Carlo Crivelli

Carlo Crivelli (c. 1430 – c. 1495) was an Italian Renaissance painter of conservative Late Gothic decorative sensibility,[1] who spent his early years in the Veneto, where he absorbed influences from the Vivarini, Squarcione, and Mantegna.

He left the Veneto by 1458 and spent most of the remainder of his career in the March of Ancona, where he developed a distinctive personal style that contrasts with that of his Venetian contemporary Giovanni Bellini.

The dates he signed on the pictures that survive extend from 1468 on an altarpiece in the church of San Silvestro at Massa Fermana near Fermo to 1493 on The Dead Christ between St John, the Virgin and Mary Magdalene in Milan's Brera Gallery.

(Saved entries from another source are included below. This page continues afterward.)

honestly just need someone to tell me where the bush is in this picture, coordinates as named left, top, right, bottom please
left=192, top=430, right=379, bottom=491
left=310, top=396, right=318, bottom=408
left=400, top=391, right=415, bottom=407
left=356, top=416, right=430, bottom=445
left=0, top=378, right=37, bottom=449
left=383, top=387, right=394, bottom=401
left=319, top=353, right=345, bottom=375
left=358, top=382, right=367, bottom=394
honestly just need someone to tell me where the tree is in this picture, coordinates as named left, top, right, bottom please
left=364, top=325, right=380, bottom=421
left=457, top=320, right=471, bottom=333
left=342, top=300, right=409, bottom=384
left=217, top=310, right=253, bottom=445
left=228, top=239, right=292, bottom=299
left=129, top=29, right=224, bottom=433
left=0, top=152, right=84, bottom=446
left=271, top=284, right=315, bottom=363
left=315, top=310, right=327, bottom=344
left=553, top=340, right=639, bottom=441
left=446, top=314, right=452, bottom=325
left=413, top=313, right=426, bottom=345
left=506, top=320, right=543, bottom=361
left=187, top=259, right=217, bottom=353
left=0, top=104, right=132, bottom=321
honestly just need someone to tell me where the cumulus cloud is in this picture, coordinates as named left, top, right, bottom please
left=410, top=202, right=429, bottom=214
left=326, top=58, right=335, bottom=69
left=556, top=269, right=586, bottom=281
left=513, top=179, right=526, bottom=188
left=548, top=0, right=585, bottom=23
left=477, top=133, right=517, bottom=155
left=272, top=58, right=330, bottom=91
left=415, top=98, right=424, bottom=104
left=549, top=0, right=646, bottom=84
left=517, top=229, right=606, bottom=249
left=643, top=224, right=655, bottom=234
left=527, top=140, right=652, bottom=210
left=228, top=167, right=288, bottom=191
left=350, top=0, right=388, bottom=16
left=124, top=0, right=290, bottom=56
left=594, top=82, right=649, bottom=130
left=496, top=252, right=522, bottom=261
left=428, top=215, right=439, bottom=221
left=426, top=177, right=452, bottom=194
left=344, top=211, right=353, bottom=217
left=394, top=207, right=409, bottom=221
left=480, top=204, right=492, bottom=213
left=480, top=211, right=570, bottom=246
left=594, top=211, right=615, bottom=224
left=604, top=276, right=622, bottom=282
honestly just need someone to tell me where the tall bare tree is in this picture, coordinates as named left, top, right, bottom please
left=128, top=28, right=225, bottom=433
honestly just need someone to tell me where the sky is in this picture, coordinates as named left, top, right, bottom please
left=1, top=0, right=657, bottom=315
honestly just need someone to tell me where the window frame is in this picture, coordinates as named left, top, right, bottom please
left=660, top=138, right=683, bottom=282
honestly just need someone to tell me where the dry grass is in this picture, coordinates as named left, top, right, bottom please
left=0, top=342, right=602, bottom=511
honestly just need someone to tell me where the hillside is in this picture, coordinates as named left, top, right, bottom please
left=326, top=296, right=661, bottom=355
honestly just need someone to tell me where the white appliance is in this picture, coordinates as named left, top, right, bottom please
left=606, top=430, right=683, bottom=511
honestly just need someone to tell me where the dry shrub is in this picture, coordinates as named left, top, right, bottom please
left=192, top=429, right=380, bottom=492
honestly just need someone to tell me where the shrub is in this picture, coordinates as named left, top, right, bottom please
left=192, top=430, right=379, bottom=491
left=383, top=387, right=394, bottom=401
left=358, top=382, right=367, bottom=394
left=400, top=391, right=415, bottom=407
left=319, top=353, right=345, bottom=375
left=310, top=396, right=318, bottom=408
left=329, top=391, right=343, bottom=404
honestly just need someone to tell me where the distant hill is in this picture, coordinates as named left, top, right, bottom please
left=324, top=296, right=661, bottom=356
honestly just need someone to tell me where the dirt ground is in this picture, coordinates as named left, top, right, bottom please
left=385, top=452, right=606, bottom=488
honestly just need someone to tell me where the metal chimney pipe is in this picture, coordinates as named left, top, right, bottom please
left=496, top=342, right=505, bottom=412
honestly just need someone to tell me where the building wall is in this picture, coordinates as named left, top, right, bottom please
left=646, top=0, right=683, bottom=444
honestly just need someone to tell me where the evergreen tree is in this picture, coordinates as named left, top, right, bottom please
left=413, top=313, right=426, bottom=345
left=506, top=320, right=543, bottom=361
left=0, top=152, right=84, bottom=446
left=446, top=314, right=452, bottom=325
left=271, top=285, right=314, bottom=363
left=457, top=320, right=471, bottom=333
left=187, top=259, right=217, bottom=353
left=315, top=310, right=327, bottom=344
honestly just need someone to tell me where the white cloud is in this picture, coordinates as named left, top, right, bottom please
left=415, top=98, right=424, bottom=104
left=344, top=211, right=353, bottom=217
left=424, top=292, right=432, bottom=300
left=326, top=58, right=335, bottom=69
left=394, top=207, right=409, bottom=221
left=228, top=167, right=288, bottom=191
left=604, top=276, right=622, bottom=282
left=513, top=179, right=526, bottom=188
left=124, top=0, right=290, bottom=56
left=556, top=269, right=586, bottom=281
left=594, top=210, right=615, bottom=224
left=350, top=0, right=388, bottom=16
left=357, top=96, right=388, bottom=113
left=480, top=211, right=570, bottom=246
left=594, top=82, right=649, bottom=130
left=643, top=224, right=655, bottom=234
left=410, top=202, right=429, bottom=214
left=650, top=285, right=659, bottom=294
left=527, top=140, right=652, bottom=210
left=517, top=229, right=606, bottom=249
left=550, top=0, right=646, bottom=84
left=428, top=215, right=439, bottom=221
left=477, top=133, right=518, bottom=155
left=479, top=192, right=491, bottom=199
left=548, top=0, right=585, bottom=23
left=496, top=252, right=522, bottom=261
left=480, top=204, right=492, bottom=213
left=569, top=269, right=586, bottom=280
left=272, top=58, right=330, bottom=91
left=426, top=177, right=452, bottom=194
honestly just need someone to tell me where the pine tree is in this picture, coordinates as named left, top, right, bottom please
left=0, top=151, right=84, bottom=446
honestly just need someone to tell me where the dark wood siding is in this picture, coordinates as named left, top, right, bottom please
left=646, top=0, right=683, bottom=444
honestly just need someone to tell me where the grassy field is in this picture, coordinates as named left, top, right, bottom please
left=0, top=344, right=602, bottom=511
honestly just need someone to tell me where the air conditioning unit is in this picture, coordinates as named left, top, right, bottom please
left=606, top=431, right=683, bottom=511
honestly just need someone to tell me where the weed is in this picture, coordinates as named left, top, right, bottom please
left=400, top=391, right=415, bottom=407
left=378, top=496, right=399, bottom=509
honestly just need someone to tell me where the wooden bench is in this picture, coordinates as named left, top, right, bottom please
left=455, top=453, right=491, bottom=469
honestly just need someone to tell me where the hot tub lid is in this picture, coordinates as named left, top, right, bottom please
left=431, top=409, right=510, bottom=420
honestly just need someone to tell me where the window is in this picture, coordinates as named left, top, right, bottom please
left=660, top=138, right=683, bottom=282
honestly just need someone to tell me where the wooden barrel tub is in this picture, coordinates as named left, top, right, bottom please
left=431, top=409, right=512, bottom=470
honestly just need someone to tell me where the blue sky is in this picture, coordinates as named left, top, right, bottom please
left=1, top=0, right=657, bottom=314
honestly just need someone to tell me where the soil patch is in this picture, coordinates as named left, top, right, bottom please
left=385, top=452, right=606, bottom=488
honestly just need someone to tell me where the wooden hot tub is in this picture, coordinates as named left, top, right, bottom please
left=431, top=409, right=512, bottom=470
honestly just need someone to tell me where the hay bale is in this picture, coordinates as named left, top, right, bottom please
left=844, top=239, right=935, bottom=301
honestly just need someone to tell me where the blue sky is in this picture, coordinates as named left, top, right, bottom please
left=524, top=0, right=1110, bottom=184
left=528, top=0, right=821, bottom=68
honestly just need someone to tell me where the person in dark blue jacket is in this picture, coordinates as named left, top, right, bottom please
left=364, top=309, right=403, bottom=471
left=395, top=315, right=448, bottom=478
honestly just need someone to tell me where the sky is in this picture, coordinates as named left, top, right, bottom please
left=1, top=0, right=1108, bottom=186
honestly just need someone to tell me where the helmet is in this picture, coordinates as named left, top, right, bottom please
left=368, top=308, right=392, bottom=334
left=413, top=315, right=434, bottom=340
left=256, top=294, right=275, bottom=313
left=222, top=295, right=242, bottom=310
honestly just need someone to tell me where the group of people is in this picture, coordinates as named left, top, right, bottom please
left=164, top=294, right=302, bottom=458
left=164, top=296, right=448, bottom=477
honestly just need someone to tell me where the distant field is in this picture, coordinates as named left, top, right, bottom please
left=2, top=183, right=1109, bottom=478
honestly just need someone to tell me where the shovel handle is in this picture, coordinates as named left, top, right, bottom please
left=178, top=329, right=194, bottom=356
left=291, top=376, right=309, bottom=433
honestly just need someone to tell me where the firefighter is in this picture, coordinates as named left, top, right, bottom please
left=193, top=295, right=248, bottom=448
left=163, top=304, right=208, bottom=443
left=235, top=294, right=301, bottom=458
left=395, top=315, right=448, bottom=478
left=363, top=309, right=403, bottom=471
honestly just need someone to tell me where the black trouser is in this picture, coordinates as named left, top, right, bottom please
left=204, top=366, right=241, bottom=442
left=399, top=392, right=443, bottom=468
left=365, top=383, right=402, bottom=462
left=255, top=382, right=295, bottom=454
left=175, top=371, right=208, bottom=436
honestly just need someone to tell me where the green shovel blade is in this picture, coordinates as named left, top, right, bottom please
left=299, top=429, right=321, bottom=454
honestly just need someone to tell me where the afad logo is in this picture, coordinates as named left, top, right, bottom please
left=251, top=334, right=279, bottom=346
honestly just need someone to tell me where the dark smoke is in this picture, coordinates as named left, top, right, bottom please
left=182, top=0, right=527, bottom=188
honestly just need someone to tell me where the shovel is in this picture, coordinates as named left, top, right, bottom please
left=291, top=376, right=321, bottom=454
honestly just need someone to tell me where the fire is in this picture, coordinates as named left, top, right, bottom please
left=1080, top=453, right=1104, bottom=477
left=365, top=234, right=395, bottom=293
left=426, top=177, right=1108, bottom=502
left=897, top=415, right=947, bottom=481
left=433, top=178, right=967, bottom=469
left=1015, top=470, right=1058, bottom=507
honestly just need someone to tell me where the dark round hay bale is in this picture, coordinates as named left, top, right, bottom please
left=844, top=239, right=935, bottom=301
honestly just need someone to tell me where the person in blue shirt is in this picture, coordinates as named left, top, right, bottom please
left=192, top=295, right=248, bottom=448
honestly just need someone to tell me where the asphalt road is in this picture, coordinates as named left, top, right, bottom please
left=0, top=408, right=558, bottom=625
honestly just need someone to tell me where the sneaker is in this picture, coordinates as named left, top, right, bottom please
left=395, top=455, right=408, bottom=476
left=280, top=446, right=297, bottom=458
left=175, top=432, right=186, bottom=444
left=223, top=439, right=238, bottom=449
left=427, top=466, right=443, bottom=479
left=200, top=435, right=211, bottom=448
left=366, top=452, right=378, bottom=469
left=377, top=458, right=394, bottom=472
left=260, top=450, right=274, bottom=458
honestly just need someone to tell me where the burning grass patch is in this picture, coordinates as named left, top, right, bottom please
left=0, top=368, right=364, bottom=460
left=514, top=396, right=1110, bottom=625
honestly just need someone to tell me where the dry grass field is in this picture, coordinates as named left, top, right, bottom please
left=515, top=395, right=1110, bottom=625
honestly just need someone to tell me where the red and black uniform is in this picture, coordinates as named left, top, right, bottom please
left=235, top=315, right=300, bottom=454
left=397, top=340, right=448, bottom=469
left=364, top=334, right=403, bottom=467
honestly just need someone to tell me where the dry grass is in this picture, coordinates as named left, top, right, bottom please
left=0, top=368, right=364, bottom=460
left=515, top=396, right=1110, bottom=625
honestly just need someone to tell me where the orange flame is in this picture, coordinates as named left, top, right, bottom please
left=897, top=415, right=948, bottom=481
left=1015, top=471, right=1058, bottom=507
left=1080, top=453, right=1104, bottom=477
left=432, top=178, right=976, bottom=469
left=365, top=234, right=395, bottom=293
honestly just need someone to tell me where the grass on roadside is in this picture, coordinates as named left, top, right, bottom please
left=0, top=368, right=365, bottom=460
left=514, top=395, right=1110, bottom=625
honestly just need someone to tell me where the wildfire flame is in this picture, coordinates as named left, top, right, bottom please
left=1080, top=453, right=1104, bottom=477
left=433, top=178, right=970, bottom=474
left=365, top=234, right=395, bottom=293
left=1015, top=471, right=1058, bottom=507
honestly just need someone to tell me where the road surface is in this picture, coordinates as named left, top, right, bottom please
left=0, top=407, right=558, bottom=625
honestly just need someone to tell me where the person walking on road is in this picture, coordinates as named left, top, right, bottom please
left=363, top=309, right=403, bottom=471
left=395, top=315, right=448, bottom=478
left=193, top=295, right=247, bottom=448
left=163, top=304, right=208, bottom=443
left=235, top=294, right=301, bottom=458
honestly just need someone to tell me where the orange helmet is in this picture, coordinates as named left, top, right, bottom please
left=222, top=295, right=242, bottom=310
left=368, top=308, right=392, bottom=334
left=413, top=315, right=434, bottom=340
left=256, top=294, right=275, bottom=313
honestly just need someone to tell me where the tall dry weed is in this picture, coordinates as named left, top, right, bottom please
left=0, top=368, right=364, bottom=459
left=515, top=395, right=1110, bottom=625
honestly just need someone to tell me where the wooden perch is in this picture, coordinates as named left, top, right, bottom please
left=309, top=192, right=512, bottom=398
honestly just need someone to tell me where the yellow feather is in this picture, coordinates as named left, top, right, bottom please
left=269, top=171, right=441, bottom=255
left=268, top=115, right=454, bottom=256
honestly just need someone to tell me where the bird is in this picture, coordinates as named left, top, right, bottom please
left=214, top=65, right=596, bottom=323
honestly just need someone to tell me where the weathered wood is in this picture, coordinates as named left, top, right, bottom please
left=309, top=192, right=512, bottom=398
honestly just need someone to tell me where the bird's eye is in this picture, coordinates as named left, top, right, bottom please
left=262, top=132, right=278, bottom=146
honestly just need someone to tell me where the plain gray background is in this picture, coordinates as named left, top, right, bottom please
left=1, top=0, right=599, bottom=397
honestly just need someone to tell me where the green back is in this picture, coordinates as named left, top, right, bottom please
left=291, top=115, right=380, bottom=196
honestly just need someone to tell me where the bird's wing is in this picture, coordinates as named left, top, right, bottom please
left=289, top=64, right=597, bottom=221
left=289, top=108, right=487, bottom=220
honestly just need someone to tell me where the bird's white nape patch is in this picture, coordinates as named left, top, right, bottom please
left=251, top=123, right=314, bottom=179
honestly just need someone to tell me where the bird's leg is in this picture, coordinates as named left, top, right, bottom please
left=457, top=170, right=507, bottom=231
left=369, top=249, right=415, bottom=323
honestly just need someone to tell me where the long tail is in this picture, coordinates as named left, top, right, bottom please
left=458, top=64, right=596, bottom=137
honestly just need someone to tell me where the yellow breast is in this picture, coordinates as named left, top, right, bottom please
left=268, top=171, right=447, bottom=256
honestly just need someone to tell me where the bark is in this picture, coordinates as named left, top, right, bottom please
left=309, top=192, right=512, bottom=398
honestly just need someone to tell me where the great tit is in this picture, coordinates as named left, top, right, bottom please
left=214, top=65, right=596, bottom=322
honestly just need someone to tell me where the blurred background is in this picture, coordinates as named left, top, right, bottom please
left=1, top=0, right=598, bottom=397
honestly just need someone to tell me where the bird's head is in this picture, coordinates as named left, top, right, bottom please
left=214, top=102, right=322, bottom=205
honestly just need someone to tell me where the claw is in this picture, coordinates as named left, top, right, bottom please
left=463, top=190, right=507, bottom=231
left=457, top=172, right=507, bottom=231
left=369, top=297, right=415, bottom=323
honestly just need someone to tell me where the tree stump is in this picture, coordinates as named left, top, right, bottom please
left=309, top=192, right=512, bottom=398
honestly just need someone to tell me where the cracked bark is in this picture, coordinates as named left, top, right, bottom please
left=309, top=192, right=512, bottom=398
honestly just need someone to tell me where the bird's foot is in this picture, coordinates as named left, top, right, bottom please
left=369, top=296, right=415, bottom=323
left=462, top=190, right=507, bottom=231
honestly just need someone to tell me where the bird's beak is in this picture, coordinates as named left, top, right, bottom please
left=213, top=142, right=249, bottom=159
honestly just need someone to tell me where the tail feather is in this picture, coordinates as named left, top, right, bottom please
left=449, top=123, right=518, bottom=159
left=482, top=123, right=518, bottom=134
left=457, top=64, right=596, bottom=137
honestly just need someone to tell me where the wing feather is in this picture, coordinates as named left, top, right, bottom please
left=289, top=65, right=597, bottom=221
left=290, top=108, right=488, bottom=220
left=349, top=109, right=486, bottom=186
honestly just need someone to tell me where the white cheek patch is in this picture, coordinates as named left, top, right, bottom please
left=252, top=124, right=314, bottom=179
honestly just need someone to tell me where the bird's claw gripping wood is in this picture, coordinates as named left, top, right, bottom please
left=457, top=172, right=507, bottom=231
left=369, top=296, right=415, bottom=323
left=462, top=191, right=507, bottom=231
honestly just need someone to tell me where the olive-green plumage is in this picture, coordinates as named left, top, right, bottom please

His use of trompe-l'œil, often compared with that found in the works of Northern Renaissance painters like Rogier van der Weyden, includes raised objects, such as jewels and armor modeled in gesso on the panel.

Often filled with images of suffering, such as gaping wounds in Christ's hands and side and the mouths of mourners twisted in agony, Crivelli's work fulfills the spiritual needs of his patrons.

These ultra-realistic, sometimes disturbing qualities have often led critics to label Crivelli's paintings "grotesque",[citation needed] much like his fellow Northern Italian painter, Cosimo Tura.

[3] His work fell out of favor following his death and Vasari's Lives of the Most Excellent Painters, Sculptors, and Architects, which is notably Florentine in its outlook, does not mention him.